3 essential staff roles to grow adult and professional education revenue

Expert Insight

3 essential staff roles to grow adult and professional education revenue

Adult and professional education leaders typically face daunting growth goals, often with limited resources. Determining where to invest those limited resources becomes a high-stakes decision, because one role funded means another is not.

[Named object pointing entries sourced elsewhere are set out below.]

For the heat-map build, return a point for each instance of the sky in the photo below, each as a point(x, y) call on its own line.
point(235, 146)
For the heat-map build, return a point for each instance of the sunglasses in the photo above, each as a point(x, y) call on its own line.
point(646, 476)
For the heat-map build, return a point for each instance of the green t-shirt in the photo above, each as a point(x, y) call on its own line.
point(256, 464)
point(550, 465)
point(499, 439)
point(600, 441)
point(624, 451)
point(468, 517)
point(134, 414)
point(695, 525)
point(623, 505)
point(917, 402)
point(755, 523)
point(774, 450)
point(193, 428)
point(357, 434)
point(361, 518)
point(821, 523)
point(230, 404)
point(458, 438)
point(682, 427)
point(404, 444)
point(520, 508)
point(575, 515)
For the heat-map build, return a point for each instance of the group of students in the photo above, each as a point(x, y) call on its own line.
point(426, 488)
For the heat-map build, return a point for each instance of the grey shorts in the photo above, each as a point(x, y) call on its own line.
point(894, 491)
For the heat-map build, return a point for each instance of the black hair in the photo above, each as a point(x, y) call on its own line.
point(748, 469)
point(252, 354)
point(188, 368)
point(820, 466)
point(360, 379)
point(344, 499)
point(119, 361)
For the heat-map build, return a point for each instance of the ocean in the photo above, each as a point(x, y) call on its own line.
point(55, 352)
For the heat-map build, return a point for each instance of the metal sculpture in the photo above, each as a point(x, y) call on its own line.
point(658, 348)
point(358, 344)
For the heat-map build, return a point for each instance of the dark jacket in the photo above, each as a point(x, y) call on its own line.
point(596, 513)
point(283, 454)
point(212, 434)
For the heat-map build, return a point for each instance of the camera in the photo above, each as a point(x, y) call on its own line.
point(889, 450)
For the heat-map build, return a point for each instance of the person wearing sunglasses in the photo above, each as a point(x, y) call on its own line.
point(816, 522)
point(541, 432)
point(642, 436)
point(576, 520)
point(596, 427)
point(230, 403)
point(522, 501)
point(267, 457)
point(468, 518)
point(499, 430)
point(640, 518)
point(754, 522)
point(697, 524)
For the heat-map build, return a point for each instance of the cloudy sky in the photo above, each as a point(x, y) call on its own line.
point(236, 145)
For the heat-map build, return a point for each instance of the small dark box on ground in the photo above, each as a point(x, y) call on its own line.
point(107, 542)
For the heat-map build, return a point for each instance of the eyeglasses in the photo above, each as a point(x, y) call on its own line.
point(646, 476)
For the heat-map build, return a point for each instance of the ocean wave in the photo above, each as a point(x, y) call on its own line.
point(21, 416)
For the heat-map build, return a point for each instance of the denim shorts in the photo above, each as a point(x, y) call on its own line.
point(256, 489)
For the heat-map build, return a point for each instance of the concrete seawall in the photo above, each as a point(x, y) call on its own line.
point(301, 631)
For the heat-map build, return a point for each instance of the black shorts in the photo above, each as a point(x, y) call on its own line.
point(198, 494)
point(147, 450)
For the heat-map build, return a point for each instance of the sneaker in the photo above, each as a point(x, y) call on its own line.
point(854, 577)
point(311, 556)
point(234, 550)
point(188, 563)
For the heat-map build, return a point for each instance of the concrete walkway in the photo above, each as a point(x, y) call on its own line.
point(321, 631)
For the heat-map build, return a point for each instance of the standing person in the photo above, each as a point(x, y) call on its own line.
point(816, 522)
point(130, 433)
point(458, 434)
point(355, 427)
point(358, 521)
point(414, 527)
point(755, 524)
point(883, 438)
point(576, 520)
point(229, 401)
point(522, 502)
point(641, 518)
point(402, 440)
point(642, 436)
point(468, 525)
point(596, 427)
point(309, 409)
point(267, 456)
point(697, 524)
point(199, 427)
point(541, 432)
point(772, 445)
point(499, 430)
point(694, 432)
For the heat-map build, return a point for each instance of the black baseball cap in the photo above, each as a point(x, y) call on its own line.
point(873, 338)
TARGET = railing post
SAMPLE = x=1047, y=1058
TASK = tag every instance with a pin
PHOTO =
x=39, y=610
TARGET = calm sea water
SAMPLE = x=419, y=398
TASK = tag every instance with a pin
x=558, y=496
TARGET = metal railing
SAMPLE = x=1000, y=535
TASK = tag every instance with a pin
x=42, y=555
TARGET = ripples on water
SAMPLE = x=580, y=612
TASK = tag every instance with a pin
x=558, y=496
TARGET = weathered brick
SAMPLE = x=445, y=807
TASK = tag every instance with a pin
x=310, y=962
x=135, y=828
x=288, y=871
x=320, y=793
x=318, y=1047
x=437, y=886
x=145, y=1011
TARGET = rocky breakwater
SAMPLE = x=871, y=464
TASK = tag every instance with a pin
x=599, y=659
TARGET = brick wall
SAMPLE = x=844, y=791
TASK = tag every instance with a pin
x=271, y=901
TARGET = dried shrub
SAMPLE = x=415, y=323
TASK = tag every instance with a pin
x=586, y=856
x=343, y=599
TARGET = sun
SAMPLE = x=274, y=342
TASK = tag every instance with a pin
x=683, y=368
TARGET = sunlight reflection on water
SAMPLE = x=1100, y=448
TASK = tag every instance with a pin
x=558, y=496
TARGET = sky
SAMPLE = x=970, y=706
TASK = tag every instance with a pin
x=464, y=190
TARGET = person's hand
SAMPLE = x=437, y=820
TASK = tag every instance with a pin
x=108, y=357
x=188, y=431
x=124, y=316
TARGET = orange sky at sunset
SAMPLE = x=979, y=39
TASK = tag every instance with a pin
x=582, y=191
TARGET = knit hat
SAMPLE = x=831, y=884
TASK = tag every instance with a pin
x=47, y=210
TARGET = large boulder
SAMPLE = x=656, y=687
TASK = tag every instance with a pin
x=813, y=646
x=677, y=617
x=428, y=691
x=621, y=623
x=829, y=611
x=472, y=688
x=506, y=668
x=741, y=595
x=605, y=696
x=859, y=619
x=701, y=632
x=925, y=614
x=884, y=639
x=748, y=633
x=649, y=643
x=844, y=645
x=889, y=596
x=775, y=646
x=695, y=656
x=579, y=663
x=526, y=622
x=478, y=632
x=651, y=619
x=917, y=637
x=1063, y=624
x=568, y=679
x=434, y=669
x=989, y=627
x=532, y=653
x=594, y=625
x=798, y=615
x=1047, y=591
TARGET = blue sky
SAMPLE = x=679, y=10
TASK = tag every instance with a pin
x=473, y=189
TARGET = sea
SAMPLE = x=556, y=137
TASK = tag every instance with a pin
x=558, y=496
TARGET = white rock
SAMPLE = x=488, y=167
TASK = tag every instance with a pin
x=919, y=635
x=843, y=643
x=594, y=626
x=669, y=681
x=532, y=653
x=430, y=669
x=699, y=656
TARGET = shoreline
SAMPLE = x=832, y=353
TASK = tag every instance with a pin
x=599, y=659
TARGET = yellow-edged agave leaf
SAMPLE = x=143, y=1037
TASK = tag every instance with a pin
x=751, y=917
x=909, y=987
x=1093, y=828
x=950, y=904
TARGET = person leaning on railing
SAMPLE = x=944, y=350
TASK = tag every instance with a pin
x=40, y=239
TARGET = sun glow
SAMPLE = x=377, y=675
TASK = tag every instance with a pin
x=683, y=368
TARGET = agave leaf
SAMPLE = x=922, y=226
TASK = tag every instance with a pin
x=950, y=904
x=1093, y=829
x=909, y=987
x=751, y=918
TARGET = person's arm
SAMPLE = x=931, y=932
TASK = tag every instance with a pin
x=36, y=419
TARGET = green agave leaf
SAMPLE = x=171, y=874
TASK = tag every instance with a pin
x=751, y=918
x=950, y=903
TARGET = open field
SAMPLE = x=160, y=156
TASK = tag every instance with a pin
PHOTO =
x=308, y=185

Our dataset of 230+ institutions allows us to identify what staffing decisions best correlate to professional and adult education unit revenue growth. Units that invest in financial analysis, project management, and employer partnership staff experience the greatest revenue success. Executing on growth strategies, such as launching revenue-positive new programs or developing rewarding industry relationships, requires dedicated effort that staff cannot sustain ad hoc. As professional and adult efforts grow, these responsibilities must receive assigned attention, rather than relying on occasional staff capacity.

Financial Analysis

Finance and budget expertise has been a sought-after competency in COE units, especially as program launch has become higher stakes. Financial analysts partner with faculty to project new program costs, and at progressive institutions develop tools to support new program analysis at scale (e.g., self-service program cost projection workbook). Financial analysts are particularly valuable in anticipating the impact of indirect costs, like student services, as well as providing context to market demand data.

21%

of COE units employ full-time project managers to support faculty in new program development

Project Management

COE executives increasingly face the dual challenges of ambitious program launch goals as well as engaging late adopter faculty, who require more intentional, high-touch support to develop programs. Project managers assist with curriculum mapping, business plans, pricing, and instructional design coordination. 21% of COE units employ full-time project managers to support faculty in new program development. A further 15% of COE units maintain staff members who provide part-time project management support for program launch. Even in decentralized efforts, COE unit oversight for program demand validation has consistently correlated to high-revenue organizations (e.g., $40M+ revenue).

62%

of COE units actively manage outreach efforts to companies, government organizations, and NGOs for partnership opportunities

Employer Partnerships

COE units with dedicated staff pursuing employer relationships generate more revenue from tuition reimbursement arrangements and contract education opportunities. 62% of COE units actively manage outreach efforts to companies, government organizations, and NGOs for partnership opportunities, though the extent of this outreach varies considerably by institution. Some COE units invest in staff specifically dedicated to managing these relationships, while others include this responsibility within other staff roles. Since partnerships largely rely on developing relationships with key contacts, unsurprisingly institutions that invest in B2B staff typically earn more revenue from both tuition reimbursement and contract education.

Dedicating staff to these roles builds the capacity for more significant revenue-generating activities.